Purpose Growing evidence suggests, in glaucoma, the dendritic degeneration of subpopulation of the retinal ganglion cells (RGCs) may precede RGCs soma death. Since different RGCs synapse in different IPL sublayers, visualization of the lamellar structure of the IPL could enable both clinical and fundamental advances in glaucoma understanding and management. In this pilot study, we investigated whether visible-light optical coherence tomography (vis-OCT) could detect the difference in the inner plexiform layer (IPL) sublayers thicknesses between small cohorts of healthy and glaucomatous subjects.

Method We investigated vis-OCT retinal images from nine healthy and five glaucomatous subjects. Four of the healthy subjects were scanned three times each in two separate visits, and five healthy and five glaucoma subjects were scanned three times during a single visit. Raster speckle-reduction scans (3 by 3 by 1.2 mm^3: horizontal; vertical; axial directions with 8192×8×1024 samplings, respectively) of the superior macular were acquired. IPL sublayers were then manually segmented using averaged A-line profiles.

Results The mean ages of glaucoma and healthy subjects are 59.6 +/- 13.4 and 45.4 +/- 14.4 years (p =0.02, Wilcoxon rank-sum test), respectively.
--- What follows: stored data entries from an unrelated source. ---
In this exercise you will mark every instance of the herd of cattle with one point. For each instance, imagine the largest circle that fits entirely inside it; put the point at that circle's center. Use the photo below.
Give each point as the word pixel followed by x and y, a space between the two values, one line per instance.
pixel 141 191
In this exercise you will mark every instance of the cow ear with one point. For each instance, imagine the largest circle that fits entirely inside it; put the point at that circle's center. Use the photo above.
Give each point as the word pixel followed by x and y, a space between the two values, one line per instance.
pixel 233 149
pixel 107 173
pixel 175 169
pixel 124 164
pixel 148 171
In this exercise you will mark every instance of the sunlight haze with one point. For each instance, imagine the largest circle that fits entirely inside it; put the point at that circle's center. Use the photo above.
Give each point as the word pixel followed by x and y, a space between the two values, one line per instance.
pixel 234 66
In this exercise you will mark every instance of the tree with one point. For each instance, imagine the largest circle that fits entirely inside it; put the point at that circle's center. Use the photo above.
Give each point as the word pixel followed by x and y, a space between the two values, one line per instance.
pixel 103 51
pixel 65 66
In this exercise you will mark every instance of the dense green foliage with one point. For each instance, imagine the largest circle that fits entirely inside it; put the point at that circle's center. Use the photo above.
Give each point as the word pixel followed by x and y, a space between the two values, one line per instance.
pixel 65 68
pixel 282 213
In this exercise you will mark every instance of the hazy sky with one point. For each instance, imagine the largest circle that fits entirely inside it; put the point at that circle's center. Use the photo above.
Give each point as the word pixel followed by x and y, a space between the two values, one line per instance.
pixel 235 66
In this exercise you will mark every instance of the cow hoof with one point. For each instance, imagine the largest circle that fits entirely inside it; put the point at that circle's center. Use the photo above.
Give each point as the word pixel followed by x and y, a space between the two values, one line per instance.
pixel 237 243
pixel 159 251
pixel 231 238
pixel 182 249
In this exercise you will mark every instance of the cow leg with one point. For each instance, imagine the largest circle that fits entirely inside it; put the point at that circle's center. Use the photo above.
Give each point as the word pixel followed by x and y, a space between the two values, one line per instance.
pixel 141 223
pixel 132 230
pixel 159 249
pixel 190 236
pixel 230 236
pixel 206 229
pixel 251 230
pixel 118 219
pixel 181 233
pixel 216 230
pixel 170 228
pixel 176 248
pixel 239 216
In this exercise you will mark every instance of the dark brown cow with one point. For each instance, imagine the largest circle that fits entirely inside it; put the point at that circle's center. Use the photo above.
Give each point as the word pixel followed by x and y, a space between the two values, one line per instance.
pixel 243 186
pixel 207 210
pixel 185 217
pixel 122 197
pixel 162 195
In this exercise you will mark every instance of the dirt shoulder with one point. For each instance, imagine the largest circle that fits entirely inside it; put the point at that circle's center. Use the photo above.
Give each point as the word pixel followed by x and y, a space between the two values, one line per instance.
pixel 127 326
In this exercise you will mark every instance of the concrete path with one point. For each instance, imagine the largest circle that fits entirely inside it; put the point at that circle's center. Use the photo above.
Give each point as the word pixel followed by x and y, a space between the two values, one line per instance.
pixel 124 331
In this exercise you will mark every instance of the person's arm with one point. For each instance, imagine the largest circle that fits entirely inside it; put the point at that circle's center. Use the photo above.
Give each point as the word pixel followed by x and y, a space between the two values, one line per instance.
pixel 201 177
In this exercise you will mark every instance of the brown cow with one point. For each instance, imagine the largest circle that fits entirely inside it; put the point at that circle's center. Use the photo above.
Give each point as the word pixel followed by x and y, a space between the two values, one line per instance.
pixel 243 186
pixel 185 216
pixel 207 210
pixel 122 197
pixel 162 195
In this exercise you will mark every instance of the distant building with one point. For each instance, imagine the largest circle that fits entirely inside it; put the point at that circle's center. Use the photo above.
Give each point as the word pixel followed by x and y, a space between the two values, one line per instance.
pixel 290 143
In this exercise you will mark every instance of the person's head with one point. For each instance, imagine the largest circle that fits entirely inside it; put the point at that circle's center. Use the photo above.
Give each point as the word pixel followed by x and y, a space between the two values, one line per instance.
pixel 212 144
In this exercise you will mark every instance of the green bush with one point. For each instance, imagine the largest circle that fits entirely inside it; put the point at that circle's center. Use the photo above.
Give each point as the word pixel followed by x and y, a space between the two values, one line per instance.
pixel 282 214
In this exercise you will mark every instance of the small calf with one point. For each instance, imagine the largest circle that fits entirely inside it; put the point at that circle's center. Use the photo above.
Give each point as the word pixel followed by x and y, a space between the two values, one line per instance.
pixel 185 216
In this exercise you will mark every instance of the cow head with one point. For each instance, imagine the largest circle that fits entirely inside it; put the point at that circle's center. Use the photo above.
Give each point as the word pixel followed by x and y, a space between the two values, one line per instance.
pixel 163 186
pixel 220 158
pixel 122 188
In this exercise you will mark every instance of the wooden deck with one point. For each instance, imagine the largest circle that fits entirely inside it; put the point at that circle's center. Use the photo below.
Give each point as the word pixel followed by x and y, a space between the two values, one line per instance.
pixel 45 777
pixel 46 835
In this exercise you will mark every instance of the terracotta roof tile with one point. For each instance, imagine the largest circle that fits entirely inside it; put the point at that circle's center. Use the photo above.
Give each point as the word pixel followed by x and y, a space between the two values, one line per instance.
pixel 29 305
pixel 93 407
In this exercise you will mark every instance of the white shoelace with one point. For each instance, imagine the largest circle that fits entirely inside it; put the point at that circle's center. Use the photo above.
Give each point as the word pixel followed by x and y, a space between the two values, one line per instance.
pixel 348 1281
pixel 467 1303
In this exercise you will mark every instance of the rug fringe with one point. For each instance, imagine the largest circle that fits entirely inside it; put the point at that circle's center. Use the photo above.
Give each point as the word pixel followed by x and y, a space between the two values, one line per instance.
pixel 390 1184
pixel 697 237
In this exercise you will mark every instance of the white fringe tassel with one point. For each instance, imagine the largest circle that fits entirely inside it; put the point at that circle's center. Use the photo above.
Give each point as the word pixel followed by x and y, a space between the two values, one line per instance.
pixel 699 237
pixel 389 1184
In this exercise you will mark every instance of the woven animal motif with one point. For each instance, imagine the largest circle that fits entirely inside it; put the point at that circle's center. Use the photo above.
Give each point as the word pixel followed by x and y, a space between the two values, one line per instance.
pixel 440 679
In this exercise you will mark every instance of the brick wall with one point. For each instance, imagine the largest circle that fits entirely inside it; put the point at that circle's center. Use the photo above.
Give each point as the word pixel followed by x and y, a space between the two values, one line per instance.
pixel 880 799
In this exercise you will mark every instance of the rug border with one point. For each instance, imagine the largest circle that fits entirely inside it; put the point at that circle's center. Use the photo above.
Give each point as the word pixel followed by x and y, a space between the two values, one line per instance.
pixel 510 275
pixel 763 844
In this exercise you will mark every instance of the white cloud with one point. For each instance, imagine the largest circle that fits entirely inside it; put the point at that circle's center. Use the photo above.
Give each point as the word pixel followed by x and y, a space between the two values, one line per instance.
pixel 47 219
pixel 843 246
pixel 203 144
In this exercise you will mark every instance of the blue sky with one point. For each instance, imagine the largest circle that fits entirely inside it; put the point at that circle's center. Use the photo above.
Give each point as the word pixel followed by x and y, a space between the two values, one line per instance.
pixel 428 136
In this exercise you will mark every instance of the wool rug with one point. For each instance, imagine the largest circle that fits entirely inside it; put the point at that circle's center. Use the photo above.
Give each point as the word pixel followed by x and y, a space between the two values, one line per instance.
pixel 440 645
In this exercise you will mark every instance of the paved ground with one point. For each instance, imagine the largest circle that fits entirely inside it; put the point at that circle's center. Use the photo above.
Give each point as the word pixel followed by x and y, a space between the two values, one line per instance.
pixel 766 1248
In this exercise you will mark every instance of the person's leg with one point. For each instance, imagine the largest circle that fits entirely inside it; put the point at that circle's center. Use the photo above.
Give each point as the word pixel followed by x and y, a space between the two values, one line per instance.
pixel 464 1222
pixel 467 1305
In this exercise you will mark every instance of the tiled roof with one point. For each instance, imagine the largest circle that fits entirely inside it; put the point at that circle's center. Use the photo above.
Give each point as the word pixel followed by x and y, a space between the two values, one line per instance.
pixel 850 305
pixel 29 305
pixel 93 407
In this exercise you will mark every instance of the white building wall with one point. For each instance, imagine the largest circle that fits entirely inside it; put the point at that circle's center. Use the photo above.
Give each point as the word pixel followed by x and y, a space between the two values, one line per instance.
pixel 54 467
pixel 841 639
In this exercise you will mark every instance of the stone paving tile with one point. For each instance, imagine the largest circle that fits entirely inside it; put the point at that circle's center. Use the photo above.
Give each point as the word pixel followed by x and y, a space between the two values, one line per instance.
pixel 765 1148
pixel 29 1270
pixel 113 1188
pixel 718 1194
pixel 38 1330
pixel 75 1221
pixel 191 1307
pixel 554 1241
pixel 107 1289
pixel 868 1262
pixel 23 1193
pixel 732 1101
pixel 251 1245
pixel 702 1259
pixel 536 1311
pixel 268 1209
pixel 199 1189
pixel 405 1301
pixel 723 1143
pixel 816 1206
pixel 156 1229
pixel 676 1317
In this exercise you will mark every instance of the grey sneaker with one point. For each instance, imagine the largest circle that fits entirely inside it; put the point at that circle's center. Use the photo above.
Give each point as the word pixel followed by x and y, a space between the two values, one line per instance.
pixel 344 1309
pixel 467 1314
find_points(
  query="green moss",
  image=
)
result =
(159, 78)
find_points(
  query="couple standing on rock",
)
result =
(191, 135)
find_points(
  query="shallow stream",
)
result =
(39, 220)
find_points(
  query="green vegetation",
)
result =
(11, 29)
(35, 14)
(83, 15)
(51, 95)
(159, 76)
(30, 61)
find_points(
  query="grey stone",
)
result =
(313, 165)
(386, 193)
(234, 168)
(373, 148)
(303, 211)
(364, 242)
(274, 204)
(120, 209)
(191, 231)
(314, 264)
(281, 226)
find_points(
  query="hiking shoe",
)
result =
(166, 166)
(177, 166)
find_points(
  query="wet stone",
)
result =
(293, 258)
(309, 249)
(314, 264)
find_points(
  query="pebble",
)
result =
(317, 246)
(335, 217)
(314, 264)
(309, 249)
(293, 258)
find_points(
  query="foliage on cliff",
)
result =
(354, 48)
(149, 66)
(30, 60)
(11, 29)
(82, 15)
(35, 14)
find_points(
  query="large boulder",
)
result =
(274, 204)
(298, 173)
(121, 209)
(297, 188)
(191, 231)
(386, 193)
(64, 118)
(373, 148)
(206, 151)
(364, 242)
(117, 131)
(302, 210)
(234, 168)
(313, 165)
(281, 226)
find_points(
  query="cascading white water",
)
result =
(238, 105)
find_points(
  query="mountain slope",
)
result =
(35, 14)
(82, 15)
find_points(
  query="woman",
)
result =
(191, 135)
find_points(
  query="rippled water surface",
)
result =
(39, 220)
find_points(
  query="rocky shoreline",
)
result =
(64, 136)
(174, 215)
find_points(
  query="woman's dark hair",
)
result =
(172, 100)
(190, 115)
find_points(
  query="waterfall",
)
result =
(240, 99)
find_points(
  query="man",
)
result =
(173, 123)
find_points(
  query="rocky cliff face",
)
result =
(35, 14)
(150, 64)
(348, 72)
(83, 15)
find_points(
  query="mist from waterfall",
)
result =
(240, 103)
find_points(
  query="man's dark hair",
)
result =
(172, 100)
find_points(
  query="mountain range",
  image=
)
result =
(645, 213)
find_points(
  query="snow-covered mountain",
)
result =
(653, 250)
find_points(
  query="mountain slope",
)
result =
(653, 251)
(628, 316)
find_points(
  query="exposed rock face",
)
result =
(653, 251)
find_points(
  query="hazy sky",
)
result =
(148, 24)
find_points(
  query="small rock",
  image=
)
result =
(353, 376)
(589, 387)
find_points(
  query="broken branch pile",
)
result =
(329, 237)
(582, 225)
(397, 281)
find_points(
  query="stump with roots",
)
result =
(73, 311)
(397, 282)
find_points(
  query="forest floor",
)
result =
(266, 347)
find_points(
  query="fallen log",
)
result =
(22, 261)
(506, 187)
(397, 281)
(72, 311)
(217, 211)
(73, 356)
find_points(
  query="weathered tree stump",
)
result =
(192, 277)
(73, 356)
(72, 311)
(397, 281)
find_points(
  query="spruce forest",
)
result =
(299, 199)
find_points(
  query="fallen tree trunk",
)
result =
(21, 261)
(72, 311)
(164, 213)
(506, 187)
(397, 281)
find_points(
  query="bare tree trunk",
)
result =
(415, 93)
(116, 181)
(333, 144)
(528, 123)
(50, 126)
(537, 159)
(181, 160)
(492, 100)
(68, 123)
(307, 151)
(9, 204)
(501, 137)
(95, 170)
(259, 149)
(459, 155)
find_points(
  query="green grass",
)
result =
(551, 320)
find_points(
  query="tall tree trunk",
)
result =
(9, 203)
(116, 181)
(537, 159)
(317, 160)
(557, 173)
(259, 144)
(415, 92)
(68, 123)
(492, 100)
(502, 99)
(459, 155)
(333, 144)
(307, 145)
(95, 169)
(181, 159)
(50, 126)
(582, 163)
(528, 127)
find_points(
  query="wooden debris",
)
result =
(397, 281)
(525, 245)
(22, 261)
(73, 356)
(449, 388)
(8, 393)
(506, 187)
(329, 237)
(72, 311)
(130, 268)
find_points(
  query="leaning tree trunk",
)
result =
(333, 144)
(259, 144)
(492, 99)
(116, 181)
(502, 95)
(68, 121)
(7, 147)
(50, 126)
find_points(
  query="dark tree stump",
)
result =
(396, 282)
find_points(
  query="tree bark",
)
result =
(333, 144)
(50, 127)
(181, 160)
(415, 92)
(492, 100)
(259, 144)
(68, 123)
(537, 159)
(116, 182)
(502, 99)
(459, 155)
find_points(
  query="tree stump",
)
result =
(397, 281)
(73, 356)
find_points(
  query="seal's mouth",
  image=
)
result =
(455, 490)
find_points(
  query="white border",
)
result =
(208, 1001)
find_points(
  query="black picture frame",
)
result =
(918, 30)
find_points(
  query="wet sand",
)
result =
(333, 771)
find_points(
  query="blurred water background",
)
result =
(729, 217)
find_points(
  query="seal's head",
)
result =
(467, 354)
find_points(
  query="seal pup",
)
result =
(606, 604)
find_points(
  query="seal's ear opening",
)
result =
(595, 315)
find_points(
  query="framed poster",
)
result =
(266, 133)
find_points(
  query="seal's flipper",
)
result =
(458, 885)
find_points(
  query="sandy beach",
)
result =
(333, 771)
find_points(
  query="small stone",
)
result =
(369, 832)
The visual field mean deviation (MD) are −26.4 to −7.7 dB in glaucoma patient and −1.6 to 1.1 dB in healthy subjects (p =0.002). The mean circumpapillary retinal nerve fiber layer (RNFL) thicknesses are 59.6 +/- 9.1 μm in glaucoma and 99.2 +/- 16.2 μm in healthy subjects (p=0.004). Median coefficients of variation (CVs) of intra-session repeatability for the entire IPL and three sublayers are 3.1%, 5.6%, 6.9%, and 5.6% in healthy subjects and 1.8%, 6.0%, 7.7%, and 6.2% in glaucoma patients, respectively. The mean entire IPL thicknesses are 36.2 +/- 1.5 μm in glaucomatous and 40.1 +/- 1.7 micrometer in healthy eyes (p=0.003, Mixed-effects model). We found that the middle sublayer thickness was responsible for the majority of the difference (14.2 +/- 1.8 μm in glaucomatous and 17.5 +/- 1.4 in healthy eyes, p<0.01).

Conclusions IPL sublayer analysis revealed that the middle sublayer could be responsible for the majority of IPL thinning in glaucoma. Vis-OCT quantified IPL sublayers with good repeatability in both glaucoma and healthy subjects. Visualization of the IPL sublayers may enable the investigation of lamella-specific changes in the IPL in glaucoma and may help elucidate the response of different types of RGCs to the disease.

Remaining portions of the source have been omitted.